The vigilance we expect in protecting our children from predators must become a vigilance to protect those young in faith from the loveless lectures of some seasoned “saints.”

It’s ironic that remnant people painfully aware of the devil’s historic hostility toward both faith and the faithful have had remarkably little to say about the church as a place of safety. We haven’t lost our confidence in Revelation’s vivid depiction of last-day events, but we rarely see the gathered church as the primary actor in the drama.

We typically frame the struggle in highly personal terms: we’re tempted to overeat at potlucks; lose our tempers with colleagues at work; visit websites where no Christian ought to go. The church as we often imagine it is chiefly a collection of individuals, each fighting private wars within a larger conflict. Sabbath morning too often becomes only a rendezvous where solitary soldiers reconnect after six days of skirmishing.
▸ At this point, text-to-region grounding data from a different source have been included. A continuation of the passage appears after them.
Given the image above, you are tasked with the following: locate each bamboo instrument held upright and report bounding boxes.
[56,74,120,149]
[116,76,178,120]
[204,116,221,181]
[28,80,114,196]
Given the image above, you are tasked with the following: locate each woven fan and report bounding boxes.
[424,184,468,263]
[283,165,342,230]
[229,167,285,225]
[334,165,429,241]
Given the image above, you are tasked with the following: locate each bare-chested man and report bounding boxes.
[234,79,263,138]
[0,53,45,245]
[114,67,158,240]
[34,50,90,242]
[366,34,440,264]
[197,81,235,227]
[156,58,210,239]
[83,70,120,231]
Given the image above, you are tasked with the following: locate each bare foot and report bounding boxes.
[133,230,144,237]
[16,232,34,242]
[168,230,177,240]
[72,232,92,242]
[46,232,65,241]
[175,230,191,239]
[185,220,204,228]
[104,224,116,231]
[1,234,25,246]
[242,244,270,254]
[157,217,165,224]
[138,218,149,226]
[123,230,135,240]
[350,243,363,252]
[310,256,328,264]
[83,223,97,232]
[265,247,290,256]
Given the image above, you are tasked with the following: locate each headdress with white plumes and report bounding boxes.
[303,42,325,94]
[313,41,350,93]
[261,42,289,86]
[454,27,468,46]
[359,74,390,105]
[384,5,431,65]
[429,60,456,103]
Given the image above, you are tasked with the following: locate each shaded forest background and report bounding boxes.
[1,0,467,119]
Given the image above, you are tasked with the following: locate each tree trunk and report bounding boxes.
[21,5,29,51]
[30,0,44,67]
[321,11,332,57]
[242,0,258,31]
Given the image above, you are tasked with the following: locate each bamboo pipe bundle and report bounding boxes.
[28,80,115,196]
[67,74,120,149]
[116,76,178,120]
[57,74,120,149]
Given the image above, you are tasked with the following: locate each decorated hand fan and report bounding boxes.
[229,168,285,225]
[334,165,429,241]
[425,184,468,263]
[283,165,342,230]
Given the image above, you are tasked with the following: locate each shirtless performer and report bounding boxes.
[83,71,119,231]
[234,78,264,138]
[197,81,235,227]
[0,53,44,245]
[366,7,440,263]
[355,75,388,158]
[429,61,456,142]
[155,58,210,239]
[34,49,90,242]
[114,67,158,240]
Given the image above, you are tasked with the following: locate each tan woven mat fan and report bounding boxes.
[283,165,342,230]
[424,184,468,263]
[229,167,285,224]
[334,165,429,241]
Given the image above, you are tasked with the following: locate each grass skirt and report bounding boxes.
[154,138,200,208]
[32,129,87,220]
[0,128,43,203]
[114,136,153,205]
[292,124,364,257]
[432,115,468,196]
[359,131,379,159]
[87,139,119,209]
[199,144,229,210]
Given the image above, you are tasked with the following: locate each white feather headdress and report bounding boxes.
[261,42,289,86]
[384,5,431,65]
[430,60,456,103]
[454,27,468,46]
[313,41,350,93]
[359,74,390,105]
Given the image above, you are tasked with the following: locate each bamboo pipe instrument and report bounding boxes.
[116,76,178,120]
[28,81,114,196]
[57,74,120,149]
But the apostle Paul reminds us that “Christ loved the church and gave himself up for her” (Eph. 5:25). “From him the whole body, joined and held together by every supporting ligament, grows and builds itself up in love, as each part does its work” (Eph. 4:16). John the Revelator consistently pictures the gathered church as the great object of the plan of salvation, the focal point of a massive, heaven-guided protection plan.

So it is that we who are protected and made safe in the conflict of the ages must think seriously about how we offer the Lord’s safety to all who seek shelter and fellowship with us. This requires not only that we remove tripping hazards from the church sidewalk, but that we create a caring, hospitable environment when newcomers make it halfway down the center aisle. The vigilance we expect in protecting our children from predators must become a vigilance to protect those young in faith from the loveless lectures of some seasoned “saints.” Pierced lips and purple hair can be—should be—welcomed with the same protective love that guards against piercing words. The Lord reminded us, “Indeed, the very hairs of your head are all numbered”—including any purple ones.

Jesus offers us the standard of care in His great prayer for His church: “While I was with them, I protected them and kept them safe by that name you gave me” (John 17:12). He who kept us—keeps us—safe expects that we will do the same for all the broken, wounded people He is calling to His remnant in these last days.

That’s why the church I want to belong to is . . . safe.